Now coming to another moot question: “Does delay in recording evidence in any manner affect the authenticity of extra-judicial confession?” Delay in recording evidence certainly affects the credibility and authenticity of extra-judicial confession if it is not properly explained but if it is properly and satisfactorily examined then it does not make any difference and conviction can still be based on extra-judicial confession. In this regard, it would be pertinent to discuss what happened in Ram Khilari’s case. In Ram Khilari v State of Rajasthan, AIR 1999 SC 1002, the appellant was convicted under Section 302, IPC on the basis of extra-judicial confession made by him to one Ram Kishan , who was father-in-law of his sister. His conviction was rightly upheld by the Apex Court as there was just no reason to disbelieve the statement of Ram Kishan. It was held to be quite probable that the appellant might have thought that he could get shelter in Ram Kishan’s house and therefore informed him what happened. The delay of 20 days in recording evidence was satisfactorily explained by the investigation and therefore no interference was warranted in his conviction on the basis of extra-judicial confession.

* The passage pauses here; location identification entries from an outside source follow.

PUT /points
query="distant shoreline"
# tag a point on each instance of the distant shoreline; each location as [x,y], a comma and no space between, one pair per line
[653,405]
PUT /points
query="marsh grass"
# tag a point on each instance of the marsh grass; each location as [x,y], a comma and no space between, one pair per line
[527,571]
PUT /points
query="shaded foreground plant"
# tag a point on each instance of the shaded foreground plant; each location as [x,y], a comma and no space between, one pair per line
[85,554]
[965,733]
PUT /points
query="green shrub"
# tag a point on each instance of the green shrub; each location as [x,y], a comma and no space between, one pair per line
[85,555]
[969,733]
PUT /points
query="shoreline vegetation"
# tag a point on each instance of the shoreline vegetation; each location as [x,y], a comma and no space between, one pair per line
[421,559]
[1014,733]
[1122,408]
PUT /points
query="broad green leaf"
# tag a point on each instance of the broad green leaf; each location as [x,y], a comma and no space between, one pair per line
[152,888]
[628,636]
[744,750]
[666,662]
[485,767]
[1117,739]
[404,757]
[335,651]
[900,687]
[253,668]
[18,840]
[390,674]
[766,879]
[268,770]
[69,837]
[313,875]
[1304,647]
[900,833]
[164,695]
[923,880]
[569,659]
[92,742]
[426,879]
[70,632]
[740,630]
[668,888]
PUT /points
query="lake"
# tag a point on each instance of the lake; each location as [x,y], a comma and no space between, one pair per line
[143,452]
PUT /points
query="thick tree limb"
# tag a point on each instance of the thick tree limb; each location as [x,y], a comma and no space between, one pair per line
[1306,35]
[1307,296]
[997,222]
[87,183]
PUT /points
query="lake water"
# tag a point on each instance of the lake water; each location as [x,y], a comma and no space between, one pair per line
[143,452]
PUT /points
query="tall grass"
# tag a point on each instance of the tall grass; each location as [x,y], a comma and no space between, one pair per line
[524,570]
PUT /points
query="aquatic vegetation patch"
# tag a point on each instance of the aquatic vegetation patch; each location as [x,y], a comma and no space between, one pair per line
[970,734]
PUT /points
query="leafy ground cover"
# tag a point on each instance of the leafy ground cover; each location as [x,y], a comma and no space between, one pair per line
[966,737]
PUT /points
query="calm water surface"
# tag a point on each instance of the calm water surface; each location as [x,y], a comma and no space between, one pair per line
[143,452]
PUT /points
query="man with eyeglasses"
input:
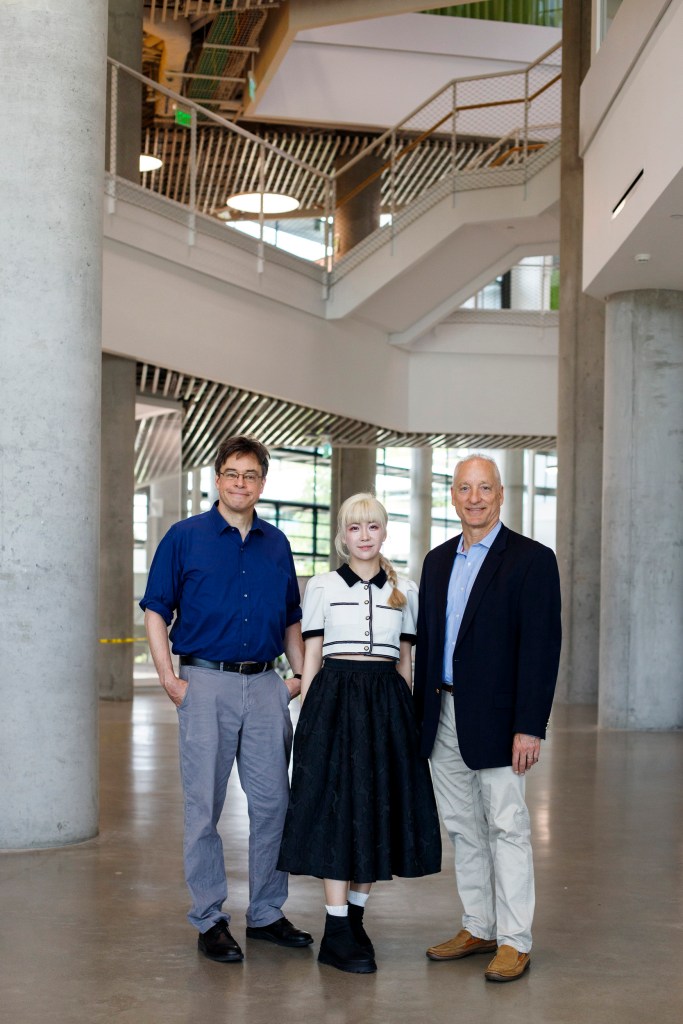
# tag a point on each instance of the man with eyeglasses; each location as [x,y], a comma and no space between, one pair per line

It must be underscored that any Court before basing a conviction on extra-judicial confession alone must be very careful when it comes to the words used by the accused while interacting with the witnesses and must make ensure that fabrications, concoctions and exaggerations don’t creep in any manner as that can push an innocent accused to conviction which would certainly tantamount to a great travesty of justice. In Mulk Raj v State of UP, AIR 1959 SC 902, it was held by Supreme Court that though court will require the witness to give the actual words used by the accused, yet it is not an invariable rule that the court should not accept the evidence if actual words are not given. Macaulay in his ‘History of England’, Vol 1 on page 283 very rightly points out that, “Words may easily be misunderstood by an honest man. They may easily be misconstrued by a knave. What was spoken metaphorically may be apprehended literally. What was spoken ludicrously may be apprehended seriously. A participle, a tense, a mood, an emphasis may make the whole difference between guilt and innocence.” Therefore, it merits no reiteration that wordings make a huge difference and it is the bounden duty of all courts concerned to fully understand in which sense the words have been used before basing any conviction on the basis of extra-judicial confession alone! It also must be borne in mind that many times a witness acts in good faith but there is unintended tricks of memory due to which there is misinterpretation and because of which an innocent accused can wrongly be convicted on the basis of extra-judicial confession alone which at all cost must be prevented by all concerned courts as that would result in a grave miscarriage of justice! At the same time all courts must bear in mind what the Supreme Court held in Narayan Singh v State of Madhya Pradesh, AIR 1985 SC 1678 that, “It is not open to any Court to start with a presumption that extra-judicial confession is a weak type of evidence. It would depend on the nature of the circumstances, the time when the confession was made and the credibility of the witness who speaks to such a confession.” A balance thus has to be struck before a conviction or acquittal is recorded in such cases!